4 Places To Visit To Complement Native American Studies
Native American studies is a fascinating academic area and an incredibly important aspect of U.S. history. When studying Native American history and culture, it can be helpful and meaningful to visit relevant historic sites. Visiting these sites will add a layer of depth and context to your studies, helping to bring them to life. For your next vacation, consider visiting one of these four places that will complement your Native American studies:
Badlands National Park (Near Rapid City, South Dakota)
This vast national park in South Dakota offers ruggedly beautiful rock formations, great hiking and camping opportunities, and a fascinating glimpse into Native American history. Native Americans have been present in the Badlands for approximately 11,000 years, and the national park contains many sacred sites and artifacts.

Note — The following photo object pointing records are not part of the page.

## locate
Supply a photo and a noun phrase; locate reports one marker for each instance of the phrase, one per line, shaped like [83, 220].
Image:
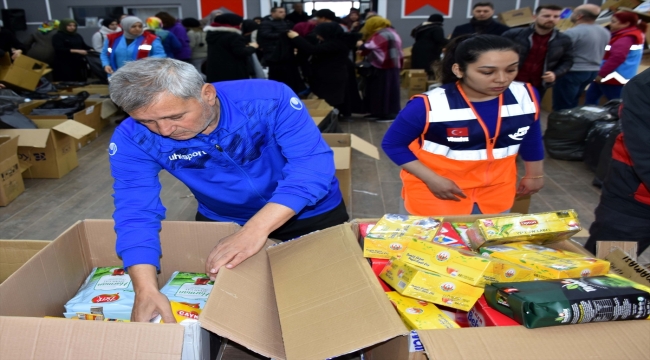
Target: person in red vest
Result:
[133, 43]
[457, 144]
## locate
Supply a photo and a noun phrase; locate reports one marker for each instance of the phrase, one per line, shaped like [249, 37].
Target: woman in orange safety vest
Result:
[457, 144]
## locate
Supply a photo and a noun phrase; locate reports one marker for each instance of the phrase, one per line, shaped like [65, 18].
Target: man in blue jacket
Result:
[248, 150]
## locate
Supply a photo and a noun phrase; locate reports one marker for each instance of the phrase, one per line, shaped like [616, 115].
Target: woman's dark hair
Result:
[167, 19]
[465, 50]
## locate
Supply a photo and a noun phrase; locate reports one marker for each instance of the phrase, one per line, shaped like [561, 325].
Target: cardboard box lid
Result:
[29, 137]
[570, 342]
[73, 128]
[243, 308]
[8, 147]
[328, 298]
[34, 338]
[14, 253]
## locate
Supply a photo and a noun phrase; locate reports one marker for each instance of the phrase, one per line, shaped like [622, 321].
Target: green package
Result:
[544, 303]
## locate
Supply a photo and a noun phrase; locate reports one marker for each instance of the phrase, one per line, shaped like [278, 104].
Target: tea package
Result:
[191, 289]
[392, 232]
[570, 301]
[538, 228]
[107, 291]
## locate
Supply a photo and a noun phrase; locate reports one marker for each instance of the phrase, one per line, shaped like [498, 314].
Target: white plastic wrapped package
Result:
[108, 289]
[189, 288]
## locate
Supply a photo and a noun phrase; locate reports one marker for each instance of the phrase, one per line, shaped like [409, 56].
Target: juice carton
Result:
[413, 281]
[505, 271]
[448, 236]
[548, 263]
[463, 265]
[393, 231]
[536, 228]
[420, 315]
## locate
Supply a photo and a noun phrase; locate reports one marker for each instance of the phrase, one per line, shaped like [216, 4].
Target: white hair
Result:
[139, 83]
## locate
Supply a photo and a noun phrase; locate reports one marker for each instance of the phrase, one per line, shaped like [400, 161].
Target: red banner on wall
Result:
[235, 6]
[411, 6]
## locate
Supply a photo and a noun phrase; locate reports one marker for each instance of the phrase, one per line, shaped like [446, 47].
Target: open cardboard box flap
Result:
[584, 341]
[29, 137]
[328, 298]
[34, 338]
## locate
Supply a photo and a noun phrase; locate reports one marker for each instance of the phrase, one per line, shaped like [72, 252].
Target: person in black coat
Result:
[70, 51]
[228, 52]
[481, 22]
[278, 51]
[332, 70]
[429, 42]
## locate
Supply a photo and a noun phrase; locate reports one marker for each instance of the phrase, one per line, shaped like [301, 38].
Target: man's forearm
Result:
[269, 218]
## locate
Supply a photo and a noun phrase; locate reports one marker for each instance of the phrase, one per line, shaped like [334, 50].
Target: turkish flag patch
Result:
[457, 132]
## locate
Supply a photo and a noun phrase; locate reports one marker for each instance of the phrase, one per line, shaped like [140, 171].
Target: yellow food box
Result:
[548, 263]
[506, 271]
[416, 282]
[463, 265]
[392, 232]
[538, 228]
[420, 315]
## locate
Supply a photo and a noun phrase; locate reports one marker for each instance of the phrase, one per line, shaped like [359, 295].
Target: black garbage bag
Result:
[566, 135]
[595, 143]
[67, 106]
[606, 155]
[11, 118]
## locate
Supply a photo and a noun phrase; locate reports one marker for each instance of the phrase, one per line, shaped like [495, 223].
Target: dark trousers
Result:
[611, 224]
[597, 90]
[568, 88]
[298, 227]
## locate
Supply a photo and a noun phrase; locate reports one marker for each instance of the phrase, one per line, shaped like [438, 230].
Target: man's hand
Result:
[549, 77]
[233, 249]
[445, 189]
[149, 302]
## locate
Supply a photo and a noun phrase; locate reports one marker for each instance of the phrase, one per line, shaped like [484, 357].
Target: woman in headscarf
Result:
[131, 44]
[383, 50]
[429, 42]
[333, 72]
[109, 26]
[175, 27]
[228, 52]
[70, 52]
[39, 44]
[199, 47]
[170, 42]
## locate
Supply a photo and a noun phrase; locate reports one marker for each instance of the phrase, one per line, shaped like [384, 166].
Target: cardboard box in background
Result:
[406, 52]
[14, 253]
[516, 17]
[415, 81]
[275, 303]
[342, 145]
[50, 148]
[11, 180]
[89, 116]
[24, 72]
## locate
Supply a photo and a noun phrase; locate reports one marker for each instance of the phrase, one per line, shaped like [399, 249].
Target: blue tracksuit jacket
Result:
[266, 148]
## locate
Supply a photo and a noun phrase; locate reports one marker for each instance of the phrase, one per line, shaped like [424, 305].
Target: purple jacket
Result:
[185, 53]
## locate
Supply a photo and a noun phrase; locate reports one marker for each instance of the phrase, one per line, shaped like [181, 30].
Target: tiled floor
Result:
[48, 207]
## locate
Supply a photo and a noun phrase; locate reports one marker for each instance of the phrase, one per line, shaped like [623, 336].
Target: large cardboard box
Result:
[11, 180]
[14, 253]
[516, 17]
[282, 303]
[50, 148]
[89, 116]
[342, 145]
[23, 73]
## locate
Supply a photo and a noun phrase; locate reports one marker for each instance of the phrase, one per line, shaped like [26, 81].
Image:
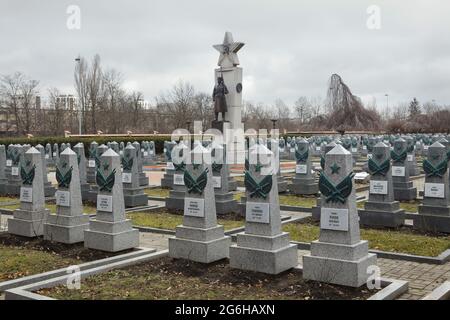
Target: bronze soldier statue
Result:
[220, 103]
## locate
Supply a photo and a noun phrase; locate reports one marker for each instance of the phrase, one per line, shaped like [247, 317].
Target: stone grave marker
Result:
[134, 195]
[28, 221]
[434, 212]
[69, 223]
[339, 256]
[263, 247]
[199, 238]
[381, 210]
[110, 231]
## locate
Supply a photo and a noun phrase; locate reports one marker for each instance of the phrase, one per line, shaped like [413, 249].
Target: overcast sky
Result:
[291, 47]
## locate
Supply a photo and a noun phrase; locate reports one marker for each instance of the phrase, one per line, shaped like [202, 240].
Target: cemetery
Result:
[210, 197]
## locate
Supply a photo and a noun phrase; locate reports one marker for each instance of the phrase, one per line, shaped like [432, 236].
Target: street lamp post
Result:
[78, 60]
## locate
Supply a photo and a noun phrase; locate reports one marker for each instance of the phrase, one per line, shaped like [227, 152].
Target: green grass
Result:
[411, 206]
[157, 192]
[162, 219]
[403, 241]
[288, 200]
[18, 262]
[52, 207]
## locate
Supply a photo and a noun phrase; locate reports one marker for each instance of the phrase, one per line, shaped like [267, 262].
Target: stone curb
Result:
[440, 293]
[284, 219]
[11, 284]
[25, 292]
[127, 210]
[391, 288]
[441, 259]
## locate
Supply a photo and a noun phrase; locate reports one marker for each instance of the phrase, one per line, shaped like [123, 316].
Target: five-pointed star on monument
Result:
[335, 168]
[228, 50]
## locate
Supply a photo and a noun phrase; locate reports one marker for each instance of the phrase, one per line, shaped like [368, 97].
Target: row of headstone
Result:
[109, 231]
[339, 256]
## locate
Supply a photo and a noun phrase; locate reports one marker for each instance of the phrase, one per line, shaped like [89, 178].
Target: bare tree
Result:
[10, 91]
[94, 87]
[81, 86]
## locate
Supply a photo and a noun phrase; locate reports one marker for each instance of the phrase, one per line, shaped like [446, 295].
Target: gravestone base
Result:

This road trip can also easily be combined with a visit to nearby Wounded Knee, the location of a famous massacre of Lakota Indians and the present site of a memorial and museum dedicated to local Native American history and the massacre itself.

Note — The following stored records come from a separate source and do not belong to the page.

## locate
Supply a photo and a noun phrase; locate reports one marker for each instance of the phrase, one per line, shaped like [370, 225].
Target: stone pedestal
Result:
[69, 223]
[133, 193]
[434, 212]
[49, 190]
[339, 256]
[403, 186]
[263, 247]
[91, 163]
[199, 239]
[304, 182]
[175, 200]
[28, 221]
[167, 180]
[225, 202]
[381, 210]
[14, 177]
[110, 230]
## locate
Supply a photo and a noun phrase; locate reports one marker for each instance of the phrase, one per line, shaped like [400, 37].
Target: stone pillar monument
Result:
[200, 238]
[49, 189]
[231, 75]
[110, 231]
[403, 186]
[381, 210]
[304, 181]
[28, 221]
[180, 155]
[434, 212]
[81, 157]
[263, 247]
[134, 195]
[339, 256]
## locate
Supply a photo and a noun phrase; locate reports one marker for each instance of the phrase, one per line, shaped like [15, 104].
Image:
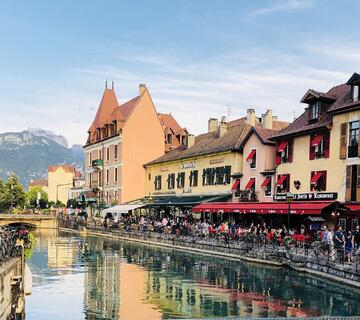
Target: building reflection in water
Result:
[131, 281]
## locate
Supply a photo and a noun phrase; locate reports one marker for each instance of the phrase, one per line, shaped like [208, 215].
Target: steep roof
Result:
[209, 143]
[66, 167]
[168, 121]
[107, 105]
[340, 97]
[38, 183]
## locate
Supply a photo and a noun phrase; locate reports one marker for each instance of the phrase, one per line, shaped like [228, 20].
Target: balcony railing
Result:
[97, 163]
[353, 151]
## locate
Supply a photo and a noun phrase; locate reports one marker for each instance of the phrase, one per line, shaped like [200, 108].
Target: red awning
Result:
[317, 140]
[250, 184]
[235, 185]
[299, 208]
[266, 182]
[353, 207]
[316, 177]
[282, 146]
[281, 180]
[251, 155]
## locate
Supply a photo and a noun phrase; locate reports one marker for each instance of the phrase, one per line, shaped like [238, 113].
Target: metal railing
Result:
[8, 245]
[312, 254]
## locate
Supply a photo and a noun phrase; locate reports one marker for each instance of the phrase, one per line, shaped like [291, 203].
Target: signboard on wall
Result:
[187, 165]
[319, 196]
[217, 161]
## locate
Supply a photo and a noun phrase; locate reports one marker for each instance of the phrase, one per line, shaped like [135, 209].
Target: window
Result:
[283, 183]
[355, 92]
[116, 175]
[194, 178]
[353, 139]
[158, 182]
[219, 175]
[319, 146]
[284, 152]
[181, 180]
[171, 181]
[266, 185]
[315, 110]
[318, 181]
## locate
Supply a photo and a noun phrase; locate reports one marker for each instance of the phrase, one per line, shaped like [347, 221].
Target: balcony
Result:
[247, 196]
[98, 163]
[353, 151]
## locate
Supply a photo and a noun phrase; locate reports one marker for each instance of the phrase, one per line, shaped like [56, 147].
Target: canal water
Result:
[94, 278]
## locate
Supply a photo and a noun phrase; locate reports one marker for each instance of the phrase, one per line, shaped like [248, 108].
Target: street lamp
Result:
[289, 199]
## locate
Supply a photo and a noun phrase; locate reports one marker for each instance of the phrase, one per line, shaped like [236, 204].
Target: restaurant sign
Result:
[320, 196]
[187, 165]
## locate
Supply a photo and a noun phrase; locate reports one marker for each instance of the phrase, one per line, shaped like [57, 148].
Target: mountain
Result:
[28, 154]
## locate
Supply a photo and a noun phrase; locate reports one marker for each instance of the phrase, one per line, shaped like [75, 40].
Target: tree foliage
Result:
[12, 194]
[32, 196]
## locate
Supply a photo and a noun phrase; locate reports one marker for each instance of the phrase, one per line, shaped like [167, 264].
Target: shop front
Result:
[273, 214]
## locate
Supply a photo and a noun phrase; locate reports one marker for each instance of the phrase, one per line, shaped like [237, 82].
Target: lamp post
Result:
[289, 199]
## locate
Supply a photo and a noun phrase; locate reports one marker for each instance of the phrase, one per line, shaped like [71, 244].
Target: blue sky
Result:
[196, 57]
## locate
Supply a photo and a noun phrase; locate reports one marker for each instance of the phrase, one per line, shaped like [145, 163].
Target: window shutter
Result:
[358, 185]
[324, 177]
[311, 150]
[348, 184]
[343, 140]
[290, 146]
[327, 145]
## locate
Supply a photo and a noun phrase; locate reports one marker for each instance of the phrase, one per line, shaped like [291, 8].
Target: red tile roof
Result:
[66, 167]
[38, 183]
[341, 95]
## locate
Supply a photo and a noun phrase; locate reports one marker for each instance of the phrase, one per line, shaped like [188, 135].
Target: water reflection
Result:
[104, 279]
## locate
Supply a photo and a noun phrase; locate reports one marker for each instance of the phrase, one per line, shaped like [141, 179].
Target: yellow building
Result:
[60, 180]
[209, 168]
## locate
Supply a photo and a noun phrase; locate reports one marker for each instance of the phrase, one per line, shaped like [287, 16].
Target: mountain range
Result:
[29, 153]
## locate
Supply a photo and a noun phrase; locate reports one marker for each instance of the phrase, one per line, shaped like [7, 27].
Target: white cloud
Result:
[282, 5]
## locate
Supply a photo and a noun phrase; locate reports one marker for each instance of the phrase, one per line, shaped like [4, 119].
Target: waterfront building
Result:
[317, 155]
[208, 168]
[42, 183]
[258, 175]
[121, 139]
[61, 179]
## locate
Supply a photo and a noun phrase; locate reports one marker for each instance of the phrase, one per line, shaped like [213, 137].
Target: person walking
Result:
[339, 240]
[348, 246]
[356, 238]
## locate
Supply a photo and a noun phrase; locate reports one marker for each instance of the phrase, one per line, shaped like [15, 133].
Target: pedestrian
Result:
[356, 238]
[348, 246]
[339, 240]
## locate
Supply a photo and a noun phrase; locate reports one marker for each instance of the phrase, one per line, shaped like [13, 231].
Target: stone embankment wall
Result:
[8, 270]
[300, 259]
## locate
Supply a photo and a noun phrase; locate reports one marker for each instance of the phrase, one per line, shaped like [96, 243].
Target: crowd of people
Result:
[346, 244]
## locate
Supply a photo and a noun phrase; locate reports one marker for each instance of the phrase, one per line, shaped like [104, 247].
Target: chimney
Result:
[251, 117]
[142, 89]
[222, 127]
[190, 140]
[212, 125]
[267, 119]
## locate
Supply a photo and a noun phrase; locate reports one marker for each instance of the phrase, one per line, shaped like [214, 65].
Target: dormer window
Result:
[315, 110]
[355, 91]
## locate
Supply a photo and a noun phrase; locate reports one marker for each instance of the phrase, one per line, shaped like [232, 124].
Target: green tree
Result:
[32, 195]
[12, 194]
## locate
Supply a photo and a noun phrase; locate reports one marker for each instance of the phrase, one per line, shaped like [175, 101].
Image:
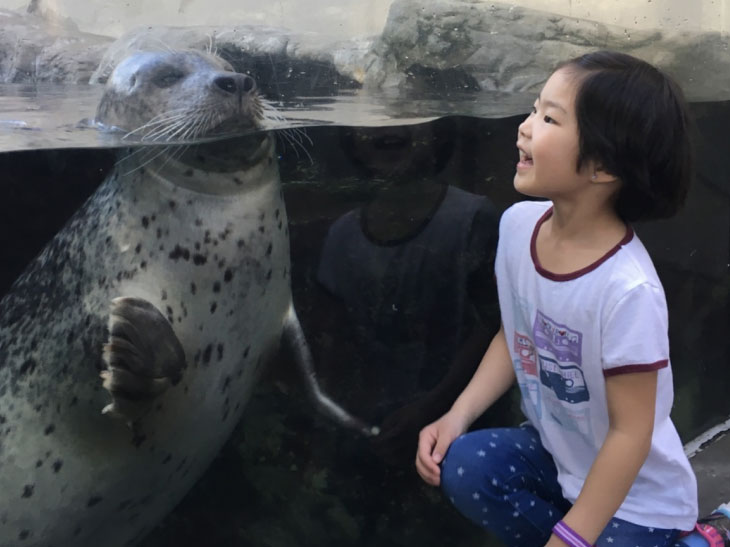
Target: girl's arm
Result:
[492, 378]
[631, 402]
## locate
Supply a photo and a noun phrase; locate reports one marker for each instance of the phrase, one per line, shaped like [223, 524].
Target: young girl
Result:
[584, 327]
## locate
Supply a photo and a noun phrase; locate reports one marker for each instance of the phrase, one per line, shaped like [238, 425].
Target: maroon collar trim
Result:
[572, 275]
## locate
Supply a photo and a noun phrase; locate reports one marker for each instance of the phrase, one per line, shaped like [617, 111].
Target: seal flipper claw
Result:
[294, 339]
[143, 357]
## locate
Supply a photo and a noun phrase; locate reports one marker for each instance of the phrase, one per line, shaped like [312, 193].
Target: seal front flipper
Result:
[296, 342]
[143, 357]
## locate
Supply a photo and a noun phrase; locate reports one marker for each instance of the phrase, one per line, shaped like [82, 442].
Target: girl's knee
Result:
[466, 465]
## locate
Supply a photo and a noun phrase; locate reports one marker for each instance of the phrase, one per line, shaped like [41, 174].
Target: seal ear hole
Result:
[168, 77]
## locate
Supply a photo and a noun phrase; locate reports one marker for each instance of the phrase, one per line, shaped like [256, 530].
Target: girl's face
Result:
[548, 143]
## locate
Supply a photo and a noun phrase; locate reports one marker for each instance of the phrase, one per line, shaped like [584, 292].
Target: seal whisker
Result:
[161, 119]
[146, 162]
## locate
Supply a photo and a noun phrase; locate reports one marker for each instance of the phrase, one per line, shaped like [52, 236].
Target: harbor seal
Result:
[172, 284]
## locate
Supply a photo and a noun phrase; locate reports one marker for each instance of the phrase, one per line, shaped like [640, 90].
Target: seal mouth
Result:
[230, 154]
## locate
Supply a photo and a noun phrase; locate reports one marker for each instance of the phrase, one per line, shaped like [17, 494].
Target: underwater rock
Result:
[36, 49]
[461, 45]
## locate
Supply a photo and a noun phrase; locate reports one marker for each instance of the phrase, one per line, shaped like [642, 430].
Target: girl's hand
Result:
[433, 442]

Taos Pueblo (Taos, New Mexico)
The Taos Indians, also known as the Red Willow People, have lived in this historic region of New Mexico for around 1000 years. The pueblo is still an active, working Native American town and is also open year-round for visitors and tours. There are also local vendors selling traditional delicacies like fry bread, as well as frequent feast day celebrations that are open to the public.

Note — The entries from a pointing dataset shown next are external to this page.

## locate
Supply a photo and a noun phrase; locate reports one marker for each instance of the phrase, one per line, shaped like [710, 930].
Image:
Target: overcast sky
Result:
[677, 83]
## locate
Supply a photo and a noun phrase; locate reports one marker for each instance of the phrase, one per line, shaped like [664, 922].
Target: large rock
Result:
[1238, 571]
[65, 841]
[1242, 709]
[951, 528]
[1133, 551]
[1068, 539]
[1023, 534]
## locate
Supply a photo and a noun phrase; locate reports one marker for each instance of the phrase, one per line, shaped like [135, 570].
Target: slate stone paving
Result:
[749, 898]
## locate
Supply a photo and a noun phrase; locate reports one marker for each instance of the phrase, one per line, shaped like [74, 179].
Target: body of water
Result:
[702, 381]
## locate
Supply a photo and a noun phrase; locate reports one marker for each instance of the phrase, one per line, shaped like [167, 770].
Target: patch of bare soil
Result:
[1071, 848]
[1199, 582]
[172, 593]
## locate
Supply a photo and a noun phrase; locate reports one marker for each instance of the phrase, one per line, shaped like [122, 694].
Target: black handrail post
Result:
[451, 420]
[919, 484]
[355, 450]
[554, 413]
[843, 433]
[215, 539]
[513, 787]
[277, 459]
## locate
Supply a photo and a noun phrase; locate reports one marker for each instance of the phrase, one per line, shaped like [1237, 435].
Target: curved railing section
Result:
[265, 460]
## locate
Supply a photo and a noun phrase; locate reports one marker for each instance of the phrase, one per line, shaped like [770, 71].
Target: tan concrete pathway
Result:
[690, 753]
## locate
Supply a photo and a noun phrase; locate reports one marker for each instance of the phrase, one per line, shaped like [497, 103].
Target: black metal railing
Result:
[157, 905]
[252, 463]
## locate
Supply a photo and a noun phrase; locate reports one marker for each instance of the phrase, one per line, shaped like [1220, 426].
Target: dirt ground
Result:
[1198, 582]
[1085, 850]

Mesa Verde National Park (Southwestern Colorado)
Mesa Verde National Park is renowned for its remarkably well-preserved Native American cliff dwellings dating back 700 years. Visitors of all ages can climb up and into the dwellings. The national park also offers an archaeological museum, a collection of Native American relics and artifacts, and a visitor center.
Cherokee Heritage Center (Tahlequah, Oklahoma)
This heritage center and museum is dedicated to keeping Cherokee history alive. There are both outdoor exhibits (including traditional Cherokee dwellings) and indoor museum galleries. This museum shows what life was like for Cherokee being forced from their homes and made to set up temporary shelter on the infamous Trail of Tears. There are frequent art shows, Cherokee crafts demonstrations, and educational programs at the heritage center.
By visiting any of these four Native American heritage sites, you will enrich and deepen your understanding of Native American studies and your family will have a fun vacation at the same time.